On August 23, 1923, James Chappell Warren, Jr., died of peritonitis from a ruptured appendix and Nannie was the source of the information on his death certificate. Less than a year later on February 14, 1924, J.C. succumbed to lobar pneumonia following influenza and once again Nannie provided the information for his death record.

Six years later Nannie was living with her daughter Mary, her husband A. Harolld Nance and their
19-month-old daughter Mary Hal in Justice Township in Young County, about 100 miles northwest of Johnson County, which is where she died on April 6, 1934.

[ Texas, Death Certificates, 1903-1982 [database on-line]. Provo, UT, USA: Operations, Inc., 2013. Original data: Texas Department of State Health Services. Texas Death Certificates, 1903–1982. iArchives, Orem, Utah.]

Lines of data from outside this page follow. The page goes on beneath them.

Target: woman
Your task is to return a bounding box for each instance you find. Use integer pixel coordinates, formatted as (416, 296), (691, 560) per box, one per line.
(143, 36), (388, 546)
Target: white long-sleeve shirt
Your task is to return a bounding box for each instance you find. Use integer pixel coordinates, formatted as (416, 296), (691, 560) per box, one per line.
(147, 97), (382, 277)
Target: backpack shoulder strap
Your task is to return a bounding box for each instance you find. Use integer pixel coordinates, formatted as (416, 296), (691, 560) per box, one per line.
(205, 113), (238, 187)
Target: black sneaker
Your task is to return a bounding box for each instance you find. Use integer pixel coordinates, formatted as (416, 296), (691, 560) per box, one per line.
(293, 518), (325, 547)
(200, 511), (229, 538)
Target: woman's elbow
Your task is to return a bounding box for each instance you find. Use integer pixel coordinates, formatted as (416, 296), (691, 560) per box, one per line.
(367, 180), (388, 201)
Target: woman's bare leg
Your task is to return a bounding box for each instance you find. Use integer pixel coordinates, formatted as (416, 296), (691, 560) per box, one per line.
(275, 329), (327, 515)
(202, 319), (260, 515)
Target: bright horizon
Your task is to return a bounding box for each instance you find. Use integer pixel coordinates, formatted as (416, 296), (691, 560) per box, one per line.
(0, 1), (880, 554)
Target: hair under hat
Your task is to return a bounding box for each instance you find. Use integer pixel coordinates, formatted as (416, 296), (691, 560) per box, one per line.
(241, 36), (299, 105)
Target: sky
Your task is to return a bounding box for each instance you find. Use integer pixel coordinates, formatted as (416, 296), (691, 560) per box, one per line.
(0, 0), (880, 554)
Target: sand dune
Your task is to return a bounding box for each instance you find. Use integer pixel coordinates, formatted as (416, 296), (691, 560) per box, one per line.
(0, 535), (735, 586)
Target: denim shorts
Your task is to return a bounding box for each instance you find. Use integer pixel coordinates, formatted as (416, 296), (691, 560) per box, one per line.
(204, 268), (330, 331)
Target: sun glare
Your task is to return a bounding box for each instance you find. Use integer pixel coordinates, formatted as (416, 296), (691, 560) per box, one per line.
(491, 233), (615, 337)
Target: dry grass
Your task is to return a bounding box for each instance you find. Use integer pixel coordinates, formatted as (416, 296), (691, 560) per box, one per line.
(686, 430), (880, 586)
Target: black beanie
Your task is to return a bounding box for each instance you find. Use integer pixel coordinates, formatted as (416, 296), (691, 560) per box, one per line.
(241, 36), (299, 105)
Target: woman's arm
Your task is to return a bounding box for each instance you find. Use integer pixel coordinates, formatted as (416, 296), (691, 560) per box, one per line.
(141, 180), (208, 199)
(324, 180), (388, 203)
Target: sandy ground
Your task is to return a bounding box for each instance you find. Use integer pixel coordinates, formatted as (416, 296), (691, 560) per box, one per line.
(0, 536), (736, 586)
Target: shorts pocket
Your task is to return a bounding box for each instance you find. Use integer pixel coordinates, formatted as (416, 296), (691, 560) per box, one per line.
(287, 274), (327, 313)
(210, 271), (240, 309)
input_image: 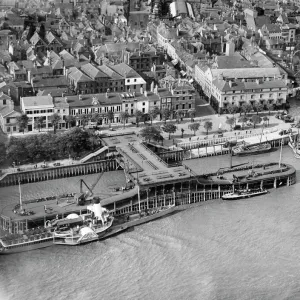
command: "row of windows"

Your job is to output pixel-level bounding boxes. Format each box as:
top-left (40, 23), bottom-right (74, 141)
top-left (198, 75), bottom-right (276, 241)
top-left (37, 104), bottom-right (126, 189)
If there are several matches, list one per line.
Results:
top-left (71, 106), bottom-right (121, 116)
top-left (224, 93), bottom-right (283, 100)
top-left (26, 109), bottom-right (53, 115)
top-left (175, 104), bottom-right (192, 110)
top-left (161, 96), bottom-right (193, 103)
top-left (6, 126), bottom-right (17, 132)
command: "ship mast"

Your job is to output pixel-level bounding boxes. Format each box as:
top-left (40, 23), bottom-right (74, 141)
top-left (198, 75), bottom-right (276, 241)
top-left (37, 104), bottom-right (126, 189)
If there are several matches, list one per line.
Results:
top-left (18, 178), bottom-right (23, 211)
top-left (279, 138), bottom-right (283, 168)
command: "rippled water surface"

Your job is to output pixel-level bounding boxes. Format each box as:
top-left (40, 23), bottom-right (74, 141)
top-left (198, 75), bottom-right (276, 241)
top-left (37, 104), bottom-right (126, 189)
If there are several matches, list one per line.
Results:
top-left (0, 148), bottom-right (300, 300)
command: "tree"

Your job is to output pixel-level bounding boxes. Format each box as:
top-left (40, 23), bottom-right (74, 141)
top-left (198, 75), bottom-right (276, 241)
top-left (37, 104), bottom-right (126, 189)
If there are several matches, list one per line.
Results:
top-left (251, 115), bottom-right (261, 128)
top-left (239, 116), bottom-right (248, 128)
top-left (149, 106), bottom-right (159, 125)
top-left (49, 114), bottom-right (61, 134)
top-left (65, 115), bottom-right (76, 128)
top-left (189, 123), bottom-right (200, 135)
top-left (79, 114), bottom-right (90, 128)
top-left (253, 102), bottom-right (264, 115)
top-left (263, 116), bottom-right (270, 126)
top-left (203, 121), bottom-right (212, 135)
top-left (188, 108), bottom-right (196, 122)
top-left (34, 117), bottom-right (45, 132)
top-left (163, 123), bottom-right (177, 140)
top-left (17, 114), bottom-right (29, 134)
top-left (106, 110), bottom-right (115, 128)
top-left (134, 109), bottom-right (144, 127)
top-left (120, 111), bottom-right (129, 128)
top-left (266, 102), bottom-right (274, 115)
top-left (161, 107), bottom-right (171, 124)
top-left (175, 109), bottom-right (184, 124)
top-left (139, 126), bottom-right (161, 142)
top-left (226, 117), bottom-right (235, 130)
top-left (241, 103), bottom-right (252, 116)
top-left (227, 104), bottom-right (239, 115)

In death she joined her parents, several brothers and sisters, her husband and two of her children in the Cleburne City Cemetery  (formerly known as the Confederate Memorial Park) which is now called the Cleburne Memorial Cemetery.

From what I've been told my father had very little, if any, contact with his father's people, including his grandmother Nannie who died when he was nearly 11.

*Their oldest son Henry H. but always known as Hill Freeman Warren was probably away studying medicine at Vanderbilt University by then.